Habitam no Delta mais de 400 espécies de pássaros, como: a águia-pescadora africana, o
corujão-pesqueiro-de-pel, o grou-coroado-oriental, o rolieiro-de-peito-lilás, o
cabeça-de-martelo, o avestruz e o íbis-sagrado.
O Delta do
Okavango é lar de 71 espécies de peixes, incluindo o hydrocynus vittatus,
a tilápia e várias espécies de bagre. Os peixes variam de 1,4 m (clárias
gariepinus) a 3,2 cm (barbus haasianus). Estas espécies encontram-se também no
rio Zambeze, indicando ligação histórica entre os dois sistemas.
Os
papiros formam grande parte da
vegetação do Okavango, flutuam, em época de cheias, acima da areia e têm as
raízes livres na água. O espaço entre o solo e as raízes é abrigo dos crocodilos.
As plantas
do Delta têm um papel importante na coesão da areia. Os bancos de areia dos rios
têm um conteúdo alto de lama e a combinação com a areia leva a construção
dos bancos de areia. Mas, no Delta, devido às águas límpidas do rio, não há
lama e o rio é formado totalmente por areia. As plantas capturam a areia, que
age como cola, formando ilhas, onde mais plantas criam raízes.
Ao mesmo
tempo, formam-se ilhas lineares, que são longas e estreitas e que, geralmente, se
curvam ligeiramente com o curso do rio. Isto, porque, agora, são bancos
naturais de antigos canais, bloqueados, com o tempo, pelo crescimento das
plantas e pela deposição de areia, resultando na mudança de curso do rio e transformando
em ilha o curso antigo do rio. Pela acentuada planura do Delta e pela tonalidade
da areia vinda do rio, o assoalho é claro. Onde há canais hoje, teremos ilhas,
amanhã, e novos canais se podem formar nas ilhas existentes.
***
A população
do Delta é constituída por cinco grupos étnicos, cada um com a sua identidade e
com o seu idioma. São os Hambukushu, os Dceriku, os Wayeyi, os Bugakhwe e os
Anikhwe. Os três primeiros são Bantus, com tradição de economia mista de
agricultura, pesa, caça, botânica de plantas selvagens e pasto, ao passo que os
outros dois são San, que praticam a pesca, a caça e a botânica de
plantas selvagens. Os Bugakhwe utilizam os recursos da floresta e os do rio,
enquanto os Anikhwe se focam no rio. Os Hambukushu, os Dceriku, e os Bugakhwe
são presentes ao longo do Okavango, em Angola e na Namíbia, havendo um pequeno
número de Hambukushu e de Bugakhwe na Zâmbia. Nos últimos 150 anos, os
Hambukushu, os Dceriku e os Bugakhwe habitaram o Panhandle e o Magwegqana, no
noroeste do Delta. Os Anikhwe habitam o Panhandle e a área ao longo do rio Boro
através do Delta, bem como a área ao longo do rio Boteti.
Os Wayeyi
habitam a área ao redor de Setonga e a porção sul do Delta, ao redor
de Maun, e alguns poucos Wayeyi vivem como os seus ancestrais, em Caprivi.

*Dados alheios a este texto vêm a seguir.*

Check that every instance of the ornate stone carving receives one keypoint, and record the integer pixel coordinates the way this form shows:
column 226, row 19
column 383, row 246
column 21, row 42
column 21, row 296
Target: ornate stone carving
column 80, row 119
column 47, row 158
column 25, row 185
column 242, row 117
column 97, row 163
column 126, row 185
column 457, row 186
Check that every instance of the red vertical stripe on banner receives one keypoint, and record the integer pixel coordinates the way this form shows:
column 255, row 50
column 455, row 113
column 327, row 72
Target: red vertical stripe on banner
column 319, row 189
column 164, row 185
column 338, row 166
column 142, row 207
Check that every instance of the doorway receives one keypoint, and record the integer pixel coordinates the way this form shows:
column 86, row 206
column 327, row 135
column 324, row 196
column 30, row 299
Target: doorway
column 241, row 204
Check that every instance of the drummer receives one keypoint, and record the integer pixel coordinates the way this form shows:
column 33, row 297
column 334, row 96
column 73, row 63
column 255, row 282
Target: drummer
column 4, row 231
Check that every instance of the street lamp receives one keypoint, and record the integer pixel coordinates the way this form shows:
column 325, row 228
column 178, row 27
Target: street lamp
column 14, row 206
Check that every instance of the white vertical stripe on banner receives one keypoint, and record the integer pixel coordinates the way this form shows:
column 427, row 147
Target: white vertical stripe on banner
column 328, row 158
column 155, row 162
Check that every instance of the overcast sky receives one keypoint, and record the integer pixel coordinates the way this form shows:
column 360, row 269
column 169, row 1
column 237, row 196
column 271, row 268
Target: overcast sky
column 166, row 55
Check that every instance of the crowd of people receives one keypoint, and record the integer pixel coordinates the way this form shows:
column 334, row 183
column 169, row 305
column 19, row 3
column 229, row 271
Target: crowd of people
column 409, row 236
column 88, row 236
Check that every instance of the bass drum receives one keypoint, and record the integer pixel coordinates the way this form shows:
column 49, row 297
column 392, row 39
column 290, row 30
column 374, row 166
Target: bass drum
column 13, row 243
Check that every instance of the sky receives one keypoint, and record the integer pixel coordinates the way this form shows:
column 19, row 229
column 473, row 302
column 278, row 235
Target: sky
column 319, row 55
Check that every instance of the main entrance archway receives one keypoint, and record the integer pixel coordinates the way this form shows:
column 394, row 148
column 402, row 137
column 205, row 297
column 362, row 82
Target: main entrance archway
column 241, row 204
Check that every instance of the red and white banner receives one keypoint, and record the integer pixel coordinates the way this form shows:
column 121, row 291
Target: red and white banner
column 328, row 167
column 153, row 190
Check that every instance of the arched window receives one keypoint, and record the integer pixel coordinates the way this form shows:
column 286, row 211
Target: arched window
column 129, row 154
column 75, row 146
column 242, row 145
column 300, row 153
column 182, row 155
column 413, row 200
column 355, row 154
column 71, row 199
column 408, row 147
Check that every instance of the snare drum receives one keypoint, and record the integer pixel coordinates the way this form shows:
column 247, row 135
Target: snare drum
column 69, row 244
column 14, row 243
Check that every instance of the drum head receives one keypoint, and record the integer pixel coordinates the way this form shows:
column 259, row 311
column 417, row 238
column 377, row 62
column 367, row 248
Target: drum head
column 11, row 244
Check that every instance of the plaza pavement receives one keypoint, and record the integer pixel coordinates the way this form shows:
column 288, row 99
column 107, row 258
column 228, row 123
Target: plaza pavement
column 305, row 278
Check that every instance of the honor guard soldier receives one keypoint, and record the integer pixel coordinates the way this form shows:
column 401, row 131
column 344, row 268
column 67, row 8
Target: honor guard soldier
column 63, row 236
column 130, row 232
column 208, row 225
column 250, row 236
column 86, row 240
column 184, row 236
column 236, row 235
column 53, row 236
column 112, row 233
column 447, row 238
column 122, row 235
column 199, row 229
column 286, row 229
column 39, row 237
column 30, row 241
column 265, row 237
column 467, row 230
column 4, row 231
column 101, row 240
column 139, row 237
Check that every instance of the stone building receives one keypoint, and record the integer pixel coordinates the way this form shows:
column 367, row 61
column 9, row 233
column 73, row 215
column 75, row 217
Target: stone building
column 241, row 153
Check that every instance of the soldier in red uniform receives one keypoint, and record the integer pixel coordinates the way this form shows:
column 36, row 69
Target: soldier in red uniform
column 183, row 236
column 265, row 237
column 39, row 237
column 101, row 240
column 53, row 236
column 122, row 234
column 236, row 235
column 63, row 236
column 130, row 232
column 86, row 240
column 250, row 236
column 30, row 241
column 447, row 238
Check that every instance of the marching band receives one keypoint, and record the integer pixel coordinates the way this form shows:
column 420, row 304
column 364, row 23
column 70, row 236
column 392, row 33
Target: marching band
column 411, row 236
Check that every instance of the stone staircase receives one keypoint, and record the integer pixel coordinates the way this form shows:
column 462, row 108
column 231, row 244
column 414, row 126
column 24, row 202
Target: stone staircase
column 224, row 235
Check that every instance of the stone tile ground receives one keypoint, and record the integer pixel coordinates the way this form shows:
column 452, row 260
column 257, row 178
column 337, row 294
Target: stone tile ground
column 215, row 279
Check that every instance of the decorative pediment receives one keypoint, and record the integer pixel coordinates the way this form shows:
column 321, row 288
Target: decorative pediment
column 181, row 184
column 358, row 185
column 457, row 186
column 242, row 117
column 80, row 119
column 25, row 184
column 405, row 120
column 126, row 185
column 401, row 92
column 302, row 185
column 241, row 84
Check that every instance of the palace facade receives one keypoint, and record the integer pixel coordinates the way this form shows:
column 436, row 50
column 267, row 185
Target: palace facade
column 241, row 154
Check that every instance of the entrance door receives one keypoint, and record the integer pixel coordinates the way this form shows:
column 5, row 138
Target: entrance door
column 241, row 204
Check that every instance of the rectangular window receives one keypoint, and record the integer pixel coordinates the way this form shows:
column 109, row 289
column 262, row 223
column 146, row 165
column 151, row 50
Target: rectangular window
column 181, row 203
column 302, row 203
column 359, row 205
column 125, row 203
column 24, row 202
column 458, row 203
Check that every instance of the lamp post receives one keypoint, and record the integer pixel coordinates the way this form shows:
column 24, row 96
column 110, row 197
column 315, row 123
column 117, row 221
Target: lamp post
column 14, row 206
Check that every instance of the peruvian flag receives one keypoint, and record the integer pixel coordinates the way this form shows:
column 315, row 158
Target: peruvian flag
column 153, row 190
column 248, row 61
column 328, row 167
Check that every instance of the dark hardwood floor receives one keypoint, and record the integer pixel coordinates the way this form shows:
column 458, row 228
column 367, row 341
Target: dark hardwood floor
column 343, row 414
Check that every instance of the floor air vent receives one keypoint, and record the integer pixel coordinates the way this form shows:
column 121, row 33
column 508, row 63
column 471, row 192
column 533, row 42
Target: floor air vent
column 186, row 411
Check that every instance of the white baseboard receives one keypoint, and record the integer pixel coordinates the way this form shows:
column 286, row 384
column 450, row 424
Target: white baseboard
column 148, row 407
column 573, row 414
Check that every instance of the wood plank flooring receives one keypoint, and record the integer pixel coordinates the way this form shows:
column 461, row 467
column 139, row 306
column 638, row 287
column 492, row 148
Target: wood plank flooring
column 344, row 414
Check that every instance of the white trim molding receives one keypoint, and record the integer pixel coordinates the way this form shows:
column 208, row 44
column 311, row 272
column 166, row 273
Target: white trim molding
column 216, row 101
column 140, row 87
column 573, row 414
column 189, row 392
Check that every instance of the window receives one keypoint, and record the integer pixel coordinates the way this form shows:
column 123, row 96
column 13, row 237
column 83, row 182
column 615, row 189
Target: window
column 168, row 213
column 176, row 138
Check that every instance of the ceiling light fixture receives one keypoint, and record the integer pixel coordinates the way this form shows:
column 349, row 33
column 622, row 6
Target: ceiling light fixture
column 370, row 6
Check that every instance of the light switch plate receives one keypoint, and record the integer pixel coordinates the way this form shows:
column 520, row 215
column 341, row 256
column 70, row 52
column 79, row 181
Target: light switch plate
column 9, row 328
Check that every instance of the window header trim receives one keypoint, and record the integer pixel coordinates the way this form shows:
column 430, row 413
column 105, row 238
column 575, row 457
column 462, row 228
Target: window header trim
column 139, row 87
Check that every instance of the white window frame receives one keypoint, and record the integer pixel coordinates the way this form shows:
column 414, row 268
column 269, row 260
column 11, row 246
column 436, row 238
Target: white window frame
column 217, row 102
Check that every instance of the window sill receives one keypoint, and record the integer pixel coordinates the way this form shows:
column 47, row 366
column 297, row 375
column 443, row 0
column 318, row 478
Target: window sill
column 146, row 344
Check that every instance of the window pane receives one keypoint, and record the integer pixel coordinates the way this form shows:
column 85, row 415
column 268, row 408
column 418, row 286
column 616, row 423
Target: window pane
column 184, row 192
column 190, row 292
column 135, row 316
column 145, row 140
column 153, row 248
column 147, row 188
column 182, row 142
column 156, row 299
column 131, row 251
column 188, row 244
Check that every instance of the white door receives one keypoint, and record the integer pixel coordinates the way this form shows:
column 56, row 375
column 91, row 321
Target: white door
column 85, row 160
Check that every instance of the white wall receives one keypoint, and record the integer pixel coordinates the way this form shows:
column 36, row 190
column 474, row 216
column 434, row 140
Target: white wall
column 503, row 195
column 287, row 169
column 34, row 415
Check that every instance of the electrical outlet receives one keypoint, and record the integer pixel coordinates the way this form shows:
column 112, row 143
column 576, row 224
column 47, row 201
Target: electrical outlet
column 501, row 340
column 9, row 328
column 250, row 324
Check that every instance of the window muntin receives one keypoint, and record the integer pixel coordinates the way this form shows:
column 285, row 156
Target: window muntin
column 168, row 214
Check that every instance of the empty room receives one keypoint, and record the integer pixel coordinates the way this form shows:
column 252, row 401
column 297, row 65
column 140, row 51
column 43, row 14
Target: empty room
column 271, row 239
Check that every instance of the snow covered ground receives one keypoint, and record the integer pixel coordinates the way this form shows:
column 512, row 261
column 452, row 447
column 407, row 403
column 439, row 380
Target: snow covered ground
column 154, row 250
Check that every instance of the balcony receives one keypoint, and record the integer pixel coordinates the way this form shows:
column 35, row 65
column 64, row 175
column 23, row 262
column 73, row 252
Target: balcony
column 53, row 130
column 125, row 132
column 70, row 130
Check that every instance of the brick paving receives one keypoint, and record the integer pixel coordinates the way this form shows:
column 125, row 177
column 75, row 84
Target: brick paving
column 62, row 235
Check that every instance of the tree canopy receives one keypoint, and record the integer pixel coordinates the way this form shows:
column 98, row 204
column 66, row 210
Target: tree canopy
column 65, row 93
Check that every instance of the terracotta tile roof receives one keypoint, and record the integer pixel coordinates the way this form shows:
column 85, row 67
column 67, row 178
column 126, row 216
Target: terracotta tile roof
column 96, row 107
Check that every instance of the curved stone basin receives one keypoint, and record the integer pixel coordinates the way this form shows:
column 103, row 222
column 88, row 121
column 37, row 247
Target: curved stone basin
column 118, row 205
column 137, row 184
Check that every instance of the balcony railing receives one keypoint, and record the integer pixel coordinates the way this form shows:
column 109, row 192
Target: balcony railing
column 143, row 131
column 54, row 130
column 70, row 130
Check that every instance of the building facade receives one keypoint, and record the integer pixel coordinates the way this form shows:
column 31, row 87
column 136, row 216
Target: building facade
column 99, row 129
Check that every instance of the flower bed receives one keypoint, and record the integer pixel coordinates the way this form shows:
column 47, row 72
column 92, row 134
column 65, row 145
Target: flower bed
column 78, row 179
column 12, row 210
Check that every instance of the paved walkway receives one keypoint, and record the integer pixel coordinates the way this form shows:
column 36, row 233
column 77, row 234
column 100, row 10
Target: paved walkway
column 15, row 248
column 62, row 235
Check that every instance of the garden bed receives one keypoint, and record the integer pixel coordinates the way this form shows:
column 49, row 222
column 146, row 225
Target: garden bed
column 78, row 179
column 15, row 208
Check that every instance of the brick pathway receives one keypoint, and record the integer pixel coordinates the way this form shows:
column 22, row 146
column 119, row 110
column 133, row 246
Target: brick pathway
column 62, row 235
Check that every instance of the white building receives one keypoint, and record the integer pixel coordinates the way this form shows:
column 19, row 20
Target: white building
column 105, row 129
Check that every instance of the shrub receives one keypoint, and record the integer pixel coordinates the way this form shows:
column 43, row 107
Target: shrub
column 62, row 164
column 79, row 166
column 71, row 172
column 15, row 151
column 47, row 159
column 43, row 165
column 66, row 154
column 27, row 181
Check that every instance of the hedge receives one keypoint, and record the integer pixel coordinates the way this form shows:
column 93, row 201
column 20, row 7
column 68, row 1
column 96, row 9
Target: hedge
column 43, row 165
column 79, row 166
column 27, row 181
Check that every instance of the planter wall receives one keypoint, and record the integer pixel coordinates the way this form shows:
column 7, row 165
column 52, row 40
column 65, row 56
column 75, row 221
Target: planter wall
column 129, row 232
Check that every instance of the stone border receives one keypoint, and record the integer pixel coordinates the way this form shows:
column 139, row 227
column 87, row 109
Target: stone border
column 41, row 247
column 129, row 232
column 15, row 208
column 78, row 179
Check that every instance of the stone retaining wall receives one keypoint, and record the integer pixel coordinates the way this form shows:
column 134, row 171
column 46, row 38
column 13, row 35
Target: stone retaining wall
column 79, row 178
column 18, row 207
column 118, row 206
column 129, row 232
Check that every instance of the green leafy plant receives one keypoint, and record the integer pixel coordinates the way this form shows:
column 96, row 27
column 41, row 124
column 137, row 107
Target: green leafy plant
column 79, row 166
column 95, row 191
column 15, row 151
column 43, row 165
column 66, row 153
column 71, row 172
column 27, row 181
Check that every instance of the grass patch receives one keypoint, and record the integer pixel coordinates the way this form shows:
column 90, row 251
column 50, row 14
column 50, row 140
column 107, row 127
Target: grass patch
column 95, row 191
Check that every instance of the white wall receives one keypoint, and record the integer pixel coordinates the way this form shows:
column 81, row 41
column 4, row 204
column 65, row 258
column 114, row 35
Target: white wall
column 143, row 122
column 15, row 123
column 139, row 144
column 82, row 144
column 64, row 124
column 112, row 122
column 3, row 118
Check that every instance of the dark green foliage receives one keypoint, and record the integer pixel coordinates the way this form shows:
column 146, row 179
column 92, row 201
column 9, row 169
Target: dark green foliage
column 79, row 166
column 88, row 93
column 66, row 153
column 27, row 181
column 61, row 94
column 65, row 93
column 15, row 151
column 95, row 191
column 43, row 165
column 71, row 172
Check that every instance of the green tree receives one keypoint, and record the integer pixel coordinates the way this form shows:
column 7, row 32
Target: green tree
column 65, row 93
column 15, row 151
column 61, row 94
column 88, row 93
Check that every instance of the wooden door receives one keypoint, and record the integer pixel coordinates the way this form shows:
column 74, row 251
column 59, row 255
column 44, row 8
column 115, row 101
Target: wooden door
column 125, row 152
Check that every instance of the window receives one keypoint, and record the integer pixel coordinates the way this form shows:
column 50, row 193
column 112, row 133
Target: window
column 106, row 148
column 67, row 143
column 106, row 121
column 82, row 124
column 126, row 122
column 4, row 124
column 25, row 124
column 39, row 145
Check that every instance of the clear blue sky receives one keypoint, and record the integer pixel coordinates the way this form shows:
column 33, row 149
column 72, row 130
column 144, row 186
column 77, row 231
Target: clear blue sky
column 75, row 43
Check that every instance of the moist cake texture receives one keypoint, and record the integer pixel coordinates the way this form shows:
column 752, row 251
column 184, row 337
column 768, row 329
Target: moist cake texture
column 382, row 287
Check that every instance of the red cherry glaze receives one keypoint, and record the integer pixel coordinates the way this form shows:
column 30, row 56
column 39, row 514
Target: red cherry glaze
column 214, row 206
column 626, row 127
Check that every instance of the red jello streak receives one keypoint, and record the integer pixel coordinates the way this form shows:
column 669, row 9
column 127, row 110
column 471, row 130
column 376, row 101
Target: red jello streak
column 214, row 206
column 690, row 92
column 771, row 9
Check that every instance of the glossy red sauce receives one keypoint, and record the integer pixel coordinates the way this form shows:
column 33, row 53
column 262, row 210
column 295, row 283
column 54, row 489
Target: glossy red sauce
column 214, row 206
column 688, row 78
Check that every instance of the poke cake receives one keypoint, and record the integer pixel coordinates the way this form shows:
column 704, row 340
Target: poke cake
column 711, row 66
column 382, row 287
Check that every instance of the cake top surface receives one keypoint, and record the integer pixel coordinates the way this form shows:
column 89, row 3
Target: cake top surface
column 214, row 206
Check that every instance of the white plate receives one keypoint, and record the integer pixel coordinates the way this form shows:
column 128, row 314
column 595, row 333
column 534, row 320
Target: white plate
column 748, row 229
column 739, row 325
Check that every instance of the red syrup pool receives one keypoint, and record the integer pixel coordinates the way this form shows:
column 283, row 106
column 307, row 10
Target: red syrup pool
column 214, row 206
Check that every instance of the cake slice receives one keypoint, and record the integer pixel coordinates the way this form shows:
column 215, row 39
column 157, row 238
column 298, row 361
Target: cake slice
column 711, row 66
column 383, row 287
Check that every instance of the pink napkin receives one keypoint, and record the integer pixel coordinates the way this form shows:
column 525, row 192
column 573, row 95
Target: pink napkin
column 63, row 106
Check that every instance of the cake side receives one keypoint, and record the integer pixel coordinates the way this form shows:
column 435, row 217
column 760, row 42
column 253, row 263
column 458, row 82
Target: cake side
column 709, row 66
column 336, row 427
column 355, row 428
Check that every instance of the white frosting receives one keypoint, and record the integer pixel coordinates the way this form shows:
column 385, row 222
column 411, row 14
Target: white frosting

Nos últimos 20 anos, muitas pessoas de todo o Okavango migraram para Maun. E,
nas décadas de 1960 e 1970, mais de quatro mil Hambukushu refugiados de Angola
estabeleceram-se na área próxima de Etsha.
O Delta do
Okavango está sob controlo político dos Batawana, desde o século
XVIII. Entretanto, muitos Batawana vivem tradicionalmente na periferia do Delta.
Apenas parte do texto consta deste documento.